There are ugly wins, and then there’s the Jackson Pollock the Tigers put up tonight in Hattiesburg. Fitting, I suppose, for a rivalry that in football terms has been called “Black and Blue.” Some thoughts:
• Sometimes halftime can be terribly inconvenient. Elliot Williams erased memories of a certain missed dunk by drilling seven three-pointers in the first half — seven treys in 20 minutes — to stake the Tigers to a 41-26 halftime lead. I was surprised to see Josh Pastner shake up his starting lineup by sitting point guard Willie Kemp to make room for Wesley Witherspoon. But in doing so, the Tiger offense had to go through Williams, and his shot was all they needed in the first half. (By the way, the only player to make more than seven three-pointers in an entire game for Memphis is Roburt Sallie, who dropped ten in the Tigers’ opening-round win of last season’s NCAA tournament. His eight for the game are a Tiger regular-season record.)
Great to see Kemp drain those game-winning free throws, even with his minutes reduced to 17.

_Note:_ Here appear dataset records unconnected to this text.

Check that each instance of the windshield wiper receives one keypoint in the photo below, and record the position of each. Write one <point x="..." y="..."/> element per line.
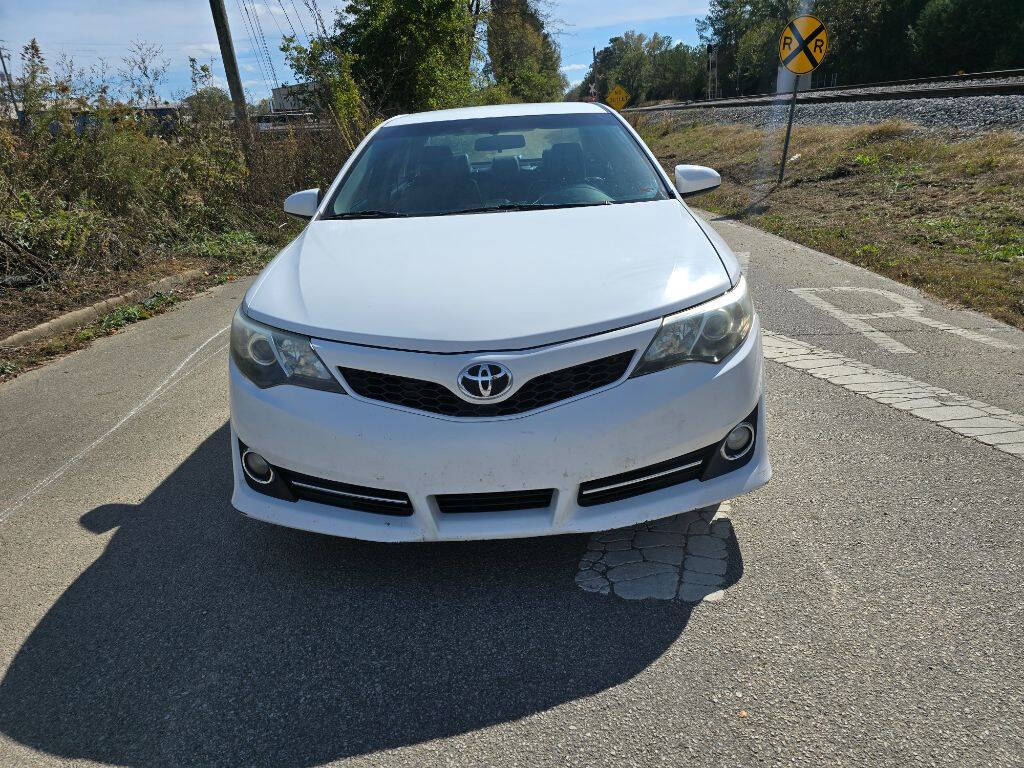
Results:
<point x="368" y="215"/>
<point x="530" y="207"/>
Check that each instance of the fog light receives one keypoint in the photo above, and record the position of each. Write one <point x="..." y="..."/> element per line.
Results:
<point x="257" y="468"/>
<point x="738" y="441"/>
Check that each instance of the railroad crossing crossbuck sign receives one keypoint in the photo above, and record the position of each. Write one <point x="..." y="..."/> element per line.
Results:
<point x="617" y="97"/>
<point x="803" y="45"/>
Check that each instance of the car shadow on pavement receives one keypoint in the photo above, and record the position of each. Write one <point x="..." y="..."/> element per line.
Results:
<point x="203" y="638"/>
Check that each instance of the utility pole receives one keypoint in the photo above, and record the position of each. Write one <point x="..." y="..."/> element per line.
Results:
<point x="10" y="89"/>
<point x="230" y="66"/>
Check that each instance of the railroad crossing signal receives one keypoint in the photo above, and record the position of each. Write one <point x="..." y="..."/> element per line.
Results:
<point x="617" y="97"/>
<point x="803" y="45"/>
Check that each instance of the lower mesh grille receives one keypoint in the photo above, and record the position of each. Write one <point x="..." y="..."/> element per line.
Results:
<point x="538" y="392"/>
<point x="502" y="502"/>
<point x="644" y="480"/>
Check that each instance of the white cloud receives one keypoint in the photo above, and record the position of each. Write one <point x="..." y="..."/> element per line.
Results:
<point x="201" y="50"/>
<point x="591" y="13"/>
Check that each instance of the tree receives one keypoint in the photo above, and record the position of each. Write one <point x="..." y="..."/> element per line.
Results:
<point x="649" y="68"/>
<point x="969" y="35"/>
<point x="524" y="59"/>
<point x="409" y="55"/>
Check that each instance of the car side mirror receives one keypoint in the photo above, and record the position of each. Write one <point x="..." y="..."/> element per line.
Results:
<point x="693" y="179"/>
<point x="303" y="204"/>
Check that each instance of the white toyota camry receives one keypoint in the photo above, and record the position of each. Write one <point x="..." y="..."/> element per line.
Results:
<point x="499" y="322"/>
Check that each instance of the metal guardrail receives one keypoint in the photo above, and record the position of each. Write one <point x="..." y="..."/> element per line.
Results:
<point x="864" y="92"/>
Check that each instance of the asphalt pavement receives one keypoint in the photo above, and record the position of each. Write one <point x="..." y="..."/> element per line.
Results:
<point x="871" y="611"/>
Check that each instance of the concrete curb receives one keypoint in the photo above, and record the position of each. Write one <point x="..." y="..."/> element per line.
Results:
<point x="85" y="314"/>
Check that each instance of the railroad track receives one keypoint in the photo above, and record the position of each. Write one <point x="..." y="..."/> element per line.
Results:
<point x="1007" y="82"/>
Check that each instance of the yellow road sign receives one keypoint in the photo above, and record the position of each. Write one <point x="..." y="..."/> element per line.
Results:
<point x="617" y="97"/>
<point x="803" y="45"/>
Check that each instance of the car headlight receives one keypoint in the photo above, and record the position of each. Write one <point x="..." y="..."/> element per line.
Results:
<point x="704" y="334"/>
<point x="269" y="356"/>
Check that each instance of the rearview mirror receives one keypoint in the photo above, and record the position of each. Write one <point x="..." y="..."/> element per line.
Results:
<point x="693" y="179"/>
<point x="500" y="142"/>
<point x="303" y="204"/>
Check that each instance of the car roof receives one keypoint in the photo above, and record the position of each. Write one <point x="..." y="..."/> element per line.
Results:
<point x="499" y="111"/>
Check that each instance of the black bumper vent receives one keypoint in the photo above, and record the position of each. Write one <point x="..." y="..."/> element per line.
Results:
<point x="349" y="497"/>
<point x="538" y="392"/>
<point x="292" y="485"/>
<point x="705" y="464"/>
<point x="653" y="477"/>
<point x="502" y="502"/>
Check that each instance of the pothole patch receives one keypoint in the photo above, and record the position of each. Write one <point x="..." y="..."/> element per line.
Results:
<point x="684" y="558"/>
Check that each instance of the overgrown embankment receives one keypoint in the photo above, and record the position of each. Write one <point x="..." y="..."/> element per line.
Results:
<point x="942" y="214"/>
<point x="99" y="199"/>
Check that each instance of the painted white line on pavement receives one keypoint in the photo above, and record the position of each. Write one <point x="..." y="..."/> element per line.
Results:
<point x="987" y="424"/>
<point x="165" y="385"/>
<point x="906" y="308"/>
<point x="853" y="322"/>
<point x="682" y="557"/>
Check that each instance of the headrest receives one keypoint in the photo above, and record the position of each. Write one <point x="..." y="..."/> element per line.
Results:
<point x="460" y="166"/>
<point x="435" y="156"/>
<point x="506" y="166"/>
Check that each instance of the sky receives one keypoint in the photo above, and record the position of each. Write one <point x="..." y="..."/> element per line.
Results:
<point x="100" y="31"/>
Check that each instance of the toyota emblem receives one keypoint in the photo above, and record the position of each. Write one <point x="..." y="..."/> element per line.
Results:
<point x="484" y="381"/>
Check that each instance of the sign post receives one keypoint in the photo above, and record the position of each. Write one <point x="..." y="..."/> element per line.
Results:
<point x="617" y="98"/>
<point x="802" y="48"/>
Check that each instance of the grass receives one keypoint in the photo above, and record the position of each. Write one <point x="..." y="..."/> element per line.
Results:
<point x="943" y="215"/>
<point x="33" y="354"/>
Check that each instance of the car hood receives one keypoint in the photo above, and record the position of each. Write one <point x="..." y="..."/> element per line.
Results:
<point x="488" y="282"/>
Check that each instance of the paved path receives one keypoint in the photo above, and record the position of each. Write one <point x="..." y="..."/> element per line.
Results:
<point x="864" y="608"/>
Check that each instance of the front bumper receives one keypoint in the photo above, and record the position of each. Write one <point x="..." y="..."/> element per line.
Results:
<point x="636" y="423"/>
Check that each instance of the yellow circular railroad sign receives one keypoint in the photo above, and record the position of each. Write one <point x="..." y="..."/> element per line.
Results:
<point x="803" y="44"/>
<point x="617" y="97"/>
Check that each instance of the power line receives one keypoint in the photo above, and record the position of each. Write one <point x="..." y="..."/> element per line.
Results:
<point x="252" y="45"/>
<point x="299" y="17"/>
<point x="290" y="25"/>
<point x="266" y="51"/>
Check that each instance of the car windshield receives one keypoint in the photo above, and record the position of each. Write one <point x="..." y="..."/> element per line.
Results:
<point x="491" y="164"/>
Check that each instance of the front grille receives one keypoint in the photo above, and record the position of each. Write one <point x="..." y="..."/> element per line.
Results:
<point x="646" y="479"/>
<point x="502" y="502"/>
<point x="538" y="392"/>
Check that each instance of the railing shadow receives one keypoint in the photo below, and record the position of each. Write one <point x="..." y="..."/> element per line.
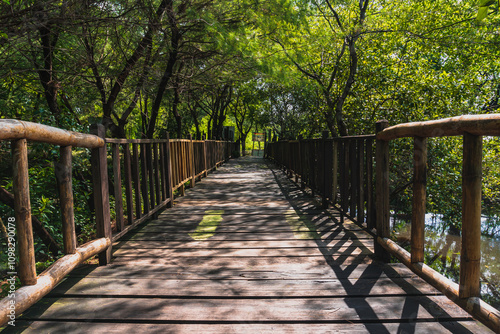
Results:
<point x="344" y="253"/>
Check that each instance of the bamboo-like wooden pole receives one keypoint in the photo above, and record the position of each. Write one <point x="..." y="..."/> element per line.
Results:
<point x="150" y="172"/>
<point x="137" y="180"/>
<point x="192" y="161"/>
<point x="382" y="189"/>
<point x="65" y="184"/>
<point x="128" y="183"/>
<point x="163" y="172"/>
<point x="156" y="164"/>
<point x="101" y="192"/>
<point x="144" y="178"/>
<point x="480" y="310"/>
<point x="360" y="181"/>
<point x="370" y="208"/>
<point x="22" y="208"/>
<point x="480" y="125"/>
<point x="117" y="183"/>
<point x="353" y="164"/>
<point x="419" y="199"/>
<point x="335" y="164"/>
<point x="205" y="157"/>
<point x="11" y="129"/>
<point x="29" y="295"/>
<point x="470" y="255"/>
<point x="168" y="165"/>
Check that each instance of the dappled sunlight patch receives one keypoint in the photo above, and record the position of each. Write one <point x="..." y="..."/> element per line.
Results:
<point x="208" y="224"/>
<point x="301" y="226"/>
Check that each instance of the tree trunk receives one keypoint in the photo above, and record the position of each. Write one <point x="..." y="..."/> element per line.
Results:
<point x="8" y="199"/>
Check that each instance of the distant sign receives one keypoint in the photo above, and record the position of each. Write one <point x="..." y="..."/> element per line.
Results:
<point x="257" y="136"/>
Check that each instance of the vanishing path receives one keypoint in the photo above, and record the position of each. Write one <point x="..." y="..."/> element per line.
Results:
<point x="246" y="251"/>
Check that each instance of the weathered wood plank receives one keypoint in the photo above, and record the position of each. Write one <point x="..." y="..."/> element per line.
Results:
<point x="243" y="309"/>
<point x="264" y="288"/>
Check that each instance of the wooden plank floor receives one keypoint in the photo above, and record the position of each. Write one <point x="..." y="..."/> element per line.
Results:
<point x="275" y="264"/>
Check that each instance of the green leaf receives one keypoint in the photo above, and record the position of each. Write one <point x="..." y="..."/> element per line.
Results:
<point x="482" y="13"/>
<point x="486" y="3"/>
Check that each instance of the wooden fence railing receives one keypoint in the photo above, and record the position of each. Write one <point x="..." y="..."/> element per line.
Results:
<point x="354" y="174"/>
<point x="340" y="170"/>
<point x="147" y="170"/>
<point x="471" y="127"/>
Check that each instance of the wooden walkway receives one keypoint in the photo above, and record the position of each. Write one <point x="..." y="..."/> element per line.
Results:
<point x="245" y="251"/>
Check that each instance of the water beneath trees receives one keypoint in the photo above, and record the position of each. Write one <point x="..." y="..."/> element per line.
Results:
<point x="442" y="252"/>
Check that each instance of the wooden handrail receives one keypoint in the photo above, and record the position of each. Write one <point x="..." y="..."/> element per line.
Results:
<point x="11" y="129"/>
<point x="472" y="128"/>
<point x="148" y="176"/>
<point x="479" y="125"/>
<point x="301" y="157"/>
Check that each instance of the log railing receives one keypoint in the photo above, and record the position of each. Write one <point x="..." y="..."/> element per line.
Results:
<point x="471" y="127"/>
<point x="303" y="158"/>
<point x="340" y="170"/>
<point x="146" y="171"/>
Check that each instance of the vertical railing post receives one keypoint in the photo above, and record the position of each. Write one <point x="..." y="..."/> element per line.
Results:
<point x="419" y="199"/>
<point x="353" y="165"/>
<point x="128" y="183"/>
<point x="327" y="177"/>
<point x="470" y="256"/>
<point x="335" y="166"/>
<point x="22" y="208"/>
<point x="101" y="192"/>
<point x="360" y="181"/>
<point x="117" y="182"/>
<point x="168" y="159"/>
<point x="63" y="170"/>
<point x="205" y="155"/>
<point x="382" y="191"/>
<point x="144" y="178"/>
<point x="192" y="162"/>
<point x="370" y="208"/>
<point x="136" y="180"/>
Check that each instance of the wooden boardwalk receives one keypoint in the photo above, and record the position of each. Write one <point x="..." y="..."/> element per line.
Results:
<point x="245" y="251"/>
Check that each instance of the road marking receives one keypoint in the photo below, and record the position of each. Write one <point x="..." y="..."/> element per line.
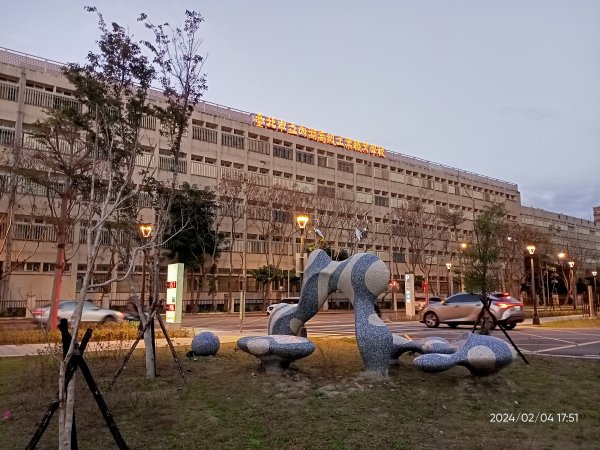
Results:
<point x="547" y="337"/>
<point x="568" y="346"/>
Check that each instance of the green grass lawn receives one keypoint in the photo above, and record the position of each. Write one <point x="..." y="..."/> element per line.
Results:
<point x="324" y="403"/>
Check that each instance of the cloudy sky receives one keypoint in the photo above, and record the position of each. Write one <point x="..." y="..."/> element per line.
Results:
<point x="509" y="89"/>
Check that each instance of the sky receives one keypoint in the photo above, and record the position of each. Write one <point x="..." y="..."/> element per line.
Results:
<point x="508" y="89"/>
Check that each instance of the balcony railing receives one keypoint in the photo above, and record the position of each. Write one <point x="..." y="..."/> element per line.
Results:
<point x="232" y="140"/>
<point x="7" y="136"/>
<point x="204" y="170"/>
<point x="204" y="134"/>
<point x="227" y="173"/>
<point x="9" y="91"/>
<point x="257" y="146"/>
<point x="143" y="159"/>
<point x="38" y="232"/>
<point x="45" y="99"/>
<point x="169" y="163"/>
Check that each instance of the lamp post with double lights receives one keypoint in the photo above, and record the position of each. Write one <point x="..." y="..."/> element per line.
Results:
<point x="573" y="292"/>
<point x="536" y="318"/>
<point x="146" y="231"/>
<point x="450" y="284"/>
<point x="594" y="273"/>
<point x="301" y="220"/>
<point x="561" y="257"/>
<point x="463" y="247"/>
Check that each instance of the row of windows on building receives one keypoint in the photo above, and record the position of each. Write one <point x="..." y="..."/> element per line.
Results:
<point x="42" y="95"/>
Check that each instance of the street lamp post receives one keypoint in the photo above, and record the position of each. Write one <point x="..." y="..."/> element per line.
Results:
<point x="302" y="220"/>
<point x="536" y="319"/>
<point x="572" y="291"/>
<point x="594" y="273"/>
<point x="463" y="247"/>
<point x="450" y="283"/>
<point x="146" y="231"/>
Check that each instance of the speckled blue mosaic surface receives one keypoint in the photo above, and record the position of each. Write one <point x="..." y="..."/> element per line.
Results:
<point x="481" y="354"/>
<point x="276" y="351"/>
<point x="205" y="344"/>
<point x="362" y="278"/>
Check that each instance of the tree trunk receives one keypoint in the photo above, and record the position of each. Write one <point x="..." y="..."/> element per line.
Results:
<point x="66" y="410"/>
<point x="61" y="240"/>
<point x="9" y="218"/>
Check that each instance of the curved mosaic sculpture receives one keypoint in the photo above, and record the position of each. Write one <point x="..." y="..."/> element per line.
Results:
<point x="362" y="278"/>
<point x="481" y="354"/>
<point x="276" y="353"/>
<point x="205" y="344"/>
<point x="426" y="345"/>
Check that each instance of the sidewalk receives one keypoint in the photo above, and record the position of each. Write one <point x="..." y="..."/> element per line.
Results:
<point x="36" y="349"/>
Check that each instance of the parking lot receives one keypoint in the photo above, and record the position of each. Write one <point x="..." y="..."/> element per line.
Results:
<point x="569" y="342"/>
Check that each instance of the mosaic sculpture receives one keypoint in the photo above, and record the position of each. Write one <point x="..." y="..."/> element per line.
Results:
<point x="362" y="278"/>
<point x="481" y="354"/>
<point x="276" y="353"/>
<point x="426" y="345"/>
<point x="205" y="344"/>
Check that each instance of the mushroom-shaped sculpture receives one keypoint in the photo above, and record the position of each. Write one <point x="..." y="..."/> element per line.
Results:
<point x="276" y="352"/>
<point x="481" y="354"/>
<point x="205" y="344"/>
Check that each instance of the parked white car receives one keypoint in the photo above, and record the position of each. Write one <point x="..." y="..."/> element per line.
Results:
<point x="284" y="301"/>
<point x="91" y="313"/>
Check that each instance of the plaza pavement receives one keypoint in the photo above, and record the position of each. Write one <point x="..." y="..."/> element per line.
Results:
<point x="37" y="349"/>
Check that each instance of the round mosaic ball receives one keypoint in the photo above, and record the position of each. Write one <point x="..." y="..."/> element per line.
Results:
<point x="205" y="344"/>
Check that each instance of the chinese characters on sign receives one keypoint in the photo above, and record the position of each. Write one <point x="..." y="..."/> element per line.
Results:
<point x="317" y="135"/>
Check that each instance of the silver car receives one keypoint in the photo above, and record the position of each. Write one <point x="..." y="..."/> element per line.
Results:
<point x="464" y="308"/>
<point x="91" y="313"/>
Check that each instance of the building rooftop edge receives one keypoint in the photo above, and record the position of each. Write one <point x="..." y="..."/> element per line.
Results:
<point x="21" y="59"/>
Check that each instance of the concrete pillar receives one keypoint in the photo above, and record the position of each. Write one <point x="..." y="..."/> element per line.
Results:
<point x="31" y="305"/>
<point x="591" y="302"/>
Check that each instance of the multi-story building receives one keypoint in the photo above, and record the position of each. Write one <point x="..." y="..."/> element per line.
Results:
<point x="223" y="142"/>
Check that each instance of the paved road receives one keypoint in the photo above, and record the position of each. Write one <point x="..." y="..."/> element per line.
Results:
<point x="571" y="342"/>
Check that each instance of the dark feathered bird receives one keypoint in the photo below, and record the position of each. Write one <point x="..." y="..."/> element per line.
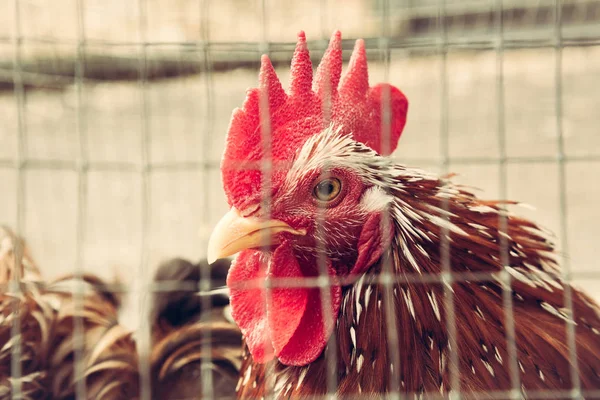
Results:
<point x="185" y="334"/>
<point x="33" y="320"/>
<point x="109" y="361"/>
<point x="46" y="314"/>
<point x="383" y="235"/>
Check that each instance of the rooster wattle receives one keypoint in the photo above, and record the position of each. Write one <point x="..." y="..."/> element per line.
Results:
<point x="332" y="202"/>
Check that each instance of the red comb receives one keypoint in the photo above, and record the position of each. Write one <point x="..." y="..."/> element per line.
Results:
<point x="308" y="108"/>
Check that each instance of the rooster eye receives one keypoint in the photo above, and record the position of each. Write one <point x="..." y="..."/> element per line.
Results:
<point x="327" y="189"/>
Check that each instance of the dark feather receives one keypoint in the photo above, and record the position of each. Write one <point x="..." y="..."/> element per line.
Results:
<point x="190" y="330"/>
<point x="395" y="338"/>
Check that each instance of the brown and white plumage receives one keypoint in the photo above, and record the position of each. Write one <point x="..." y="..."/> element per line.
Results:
<point x="427" y="213"/>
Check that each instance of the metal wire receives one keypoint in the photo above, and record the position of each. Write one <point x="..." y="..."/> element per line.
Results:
<point x="15" y="287"/>
<point x="443" y="43"/>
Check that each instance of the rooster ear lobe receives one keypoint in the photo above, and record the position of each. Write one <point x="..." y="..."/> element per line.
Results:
<point x="375" y="238"/>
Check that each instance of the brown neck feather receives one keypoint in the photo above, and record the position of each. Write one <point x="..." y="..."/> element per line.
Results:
<point x="393" y="336"/>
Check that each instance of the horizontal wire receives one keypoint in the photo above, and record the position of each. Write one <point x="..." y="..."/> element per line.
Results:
<point x="119" y="166"/>
<point x="304" y="282"/>
<point x="588" y="35"/>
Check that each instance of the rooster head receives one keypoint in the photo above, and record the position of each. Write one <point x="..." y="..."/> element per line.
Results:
<point x="300" y="171"/>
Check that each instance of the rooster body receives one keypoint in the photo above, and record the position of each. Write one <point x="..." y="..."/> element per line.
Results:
<point x="365" y="360"/>
<point x="380" y="244"/>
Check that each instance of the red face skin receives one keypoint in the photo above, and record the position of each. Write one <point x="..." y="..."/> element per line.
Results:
<point x="289" y="322"/>
<point x="333" y="226"/>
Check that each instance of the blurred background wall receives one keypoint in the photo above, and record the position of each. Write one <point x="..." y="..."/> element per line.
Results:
<point x="110" y="140"/>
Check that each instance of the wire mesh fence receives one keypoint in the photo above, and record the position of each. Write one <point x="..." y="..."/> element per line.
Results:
<point x="111" y="147"/>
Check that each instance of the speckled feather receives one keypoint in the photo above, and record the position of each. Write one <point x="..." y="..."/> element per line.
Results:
<point x="424" y="208"/>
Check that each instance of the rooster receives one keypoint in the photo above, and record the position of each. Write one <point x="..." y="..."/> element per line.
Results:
<point x="342" y="284"/>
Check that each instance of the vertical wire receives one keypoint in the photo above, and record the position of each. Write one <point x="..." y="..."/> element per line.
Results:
<point x="446" y="270"/>
<point x="389" y="273"/>
<point x="266" y="166"/>
<point x="506" y="278"/>
<point x="82" y="168"/>
<point x="15" y="287"/>
<point x="324" y="282"/>
<point x="562" y="195"/>
<point x="141" y="279"/>
<point x="206" y="375"/>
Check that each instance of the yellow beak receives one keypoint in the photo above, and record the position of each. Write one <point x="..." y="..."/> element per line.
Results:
<point x="235" y="233"/>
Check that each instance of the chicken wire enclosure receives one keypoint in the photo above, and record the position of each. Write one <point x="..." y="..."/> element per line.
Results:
<point x="114" y="122"/>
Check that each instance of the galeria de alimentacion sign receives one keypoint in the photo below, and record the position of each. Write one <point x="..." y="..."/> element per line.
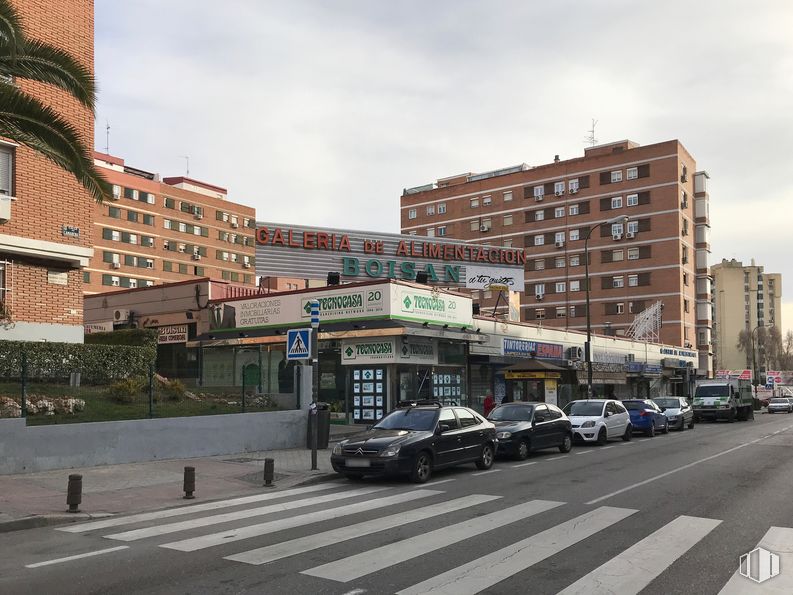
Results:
<point x="311" y="253"/>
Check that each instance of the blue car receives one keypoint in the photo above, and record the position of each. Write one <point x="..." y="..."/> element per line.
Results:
<point x="646" y="416"/>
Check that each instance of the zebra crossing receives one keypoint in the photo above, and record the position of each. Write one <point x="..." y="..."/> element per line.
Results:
<point x="462" y="518"/>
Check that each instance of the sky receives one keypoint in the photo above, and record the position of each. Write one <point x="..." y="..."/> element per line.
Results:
<point x="320" y="113"/>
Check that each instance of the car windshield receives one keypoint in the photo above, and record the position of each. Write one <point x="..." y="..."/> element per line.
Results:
<point x="409" y="419"/>
<point x="511" y="413"/>
<point x="583" y="408"/>
<point x="667" y="402"/>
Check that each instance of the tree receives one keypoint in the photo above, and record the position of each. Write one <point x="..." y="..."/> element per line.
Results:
<point x="26" y="120"/>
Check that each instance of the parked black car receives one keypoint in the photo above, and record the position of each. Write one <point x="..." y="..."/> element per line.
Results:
<point x="524" y="427"/>
<point x="416" y="439"/>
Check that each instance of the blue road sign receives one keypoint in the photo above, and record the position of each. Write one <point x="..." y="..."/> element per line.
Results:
<point x="298" y="343"/>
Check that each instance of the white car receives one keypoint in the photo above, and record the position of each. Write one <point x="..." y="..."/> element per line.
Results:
<point x="599" y="420"/>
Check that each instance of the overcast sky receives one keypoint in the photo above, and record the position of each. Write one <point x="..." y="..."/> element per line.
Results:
<point x="321" y="112"/>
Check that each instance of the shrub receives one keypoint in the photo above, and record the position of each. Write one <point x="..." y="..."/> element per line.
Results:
<point x="126" y="390"/>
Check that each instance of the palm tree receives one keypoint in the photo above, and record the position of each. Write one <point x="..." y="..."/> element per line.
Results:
<point x="26" y="120"/>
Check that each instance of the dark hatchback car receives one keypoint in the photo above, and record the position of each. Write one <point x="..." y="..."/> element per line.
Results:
<point x="524" y="427"/>
<point x="414" y="440"/>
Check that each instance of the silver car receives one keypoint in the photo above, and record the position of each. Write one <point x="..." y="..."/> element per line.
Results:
<point x="779" y="405"/>
<point x="678" y="412"/>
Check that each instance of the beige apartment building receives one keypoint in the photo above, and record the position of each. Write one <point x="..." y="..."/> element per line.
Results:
<point x="660" y="254"/>
<point x="167" y="230"/>
<point x="744" y="298"/>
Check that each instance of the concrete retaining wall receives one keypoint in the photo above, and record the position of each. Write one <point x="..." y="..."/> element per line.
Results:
<point x="25" y="449"/>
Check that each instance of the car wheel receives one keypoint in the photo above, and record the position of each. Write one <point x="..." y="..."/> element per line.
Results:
<point x="523" y="450"/>
<point x="485" y="460"/>
<point x="628" y="435"/>
<point x="602" y="436"/>
<point x="422" y="468"/>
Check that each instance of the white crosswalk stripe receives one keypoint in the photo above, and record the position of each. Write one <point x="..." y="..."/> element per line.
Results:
<point x="136" y="534"/>
<point x="198" y="543"/>
<point x="508" y="561"/>
<point x="192" y="509"/>
<point x="778" y="541"/>
<point x="293" y="547"/>
<point x="635" y="568"/>
<point x="377" y="559"/>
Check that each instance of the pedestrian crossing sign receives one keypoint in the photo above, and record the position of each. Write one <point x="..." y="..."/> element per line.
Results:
<point x="297" y="343"/>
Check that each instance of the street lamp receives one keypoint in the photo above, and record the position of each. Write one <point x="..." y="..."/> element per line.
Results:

• The tandem of Pierre Henderson-Niles and Will Coleman in the pivot for Memphis is baffling. The only true big men Pastner can turn to, the pair tonight combined for 10 rebounds (PHN played 24 minutes, Coleman 23). Southern Miss outrebounded Memphis, 32-26, making this only the second game the Tigers have won this season after losing the rebound battle.
Just as troubling as the inability of PHN and Coleman to control the boards is the fact they combined for exactly two field-goal attempts. There is simply no interior presence to the Tigers’ offense. PHN’s hands aren’t exactly soft, and Coleman’s game is, well, unrefined. Makes an opposing team’s decision to double-team perimeter threats an easy one.
• Where is Doneal Mack? Facing two teams that played lots of zone, Mack missed 10 of 12 shots against Syracuse and nine of 10 tonight. With an eight- or nine-man rotation, a basketball team can hide a cold shooter. But for this year’s Tiger squad, Mack and Sallie — when unable to score from long-distance — are that sore pimple squarely in the middle of their team’s forehead.
• I’ve seen enough of D.J. Stephens’ leaping ability to grow convinced he should play 10 to 15 minutes a game for two elements he brings: shot-blocking ability and offensive rebounding. He’s good for at least one “surprise” block a game when a shooter simply underestimates his hops. And he’ll attack the glass on the offensive end in a way I haven’t seen from the big boys yet.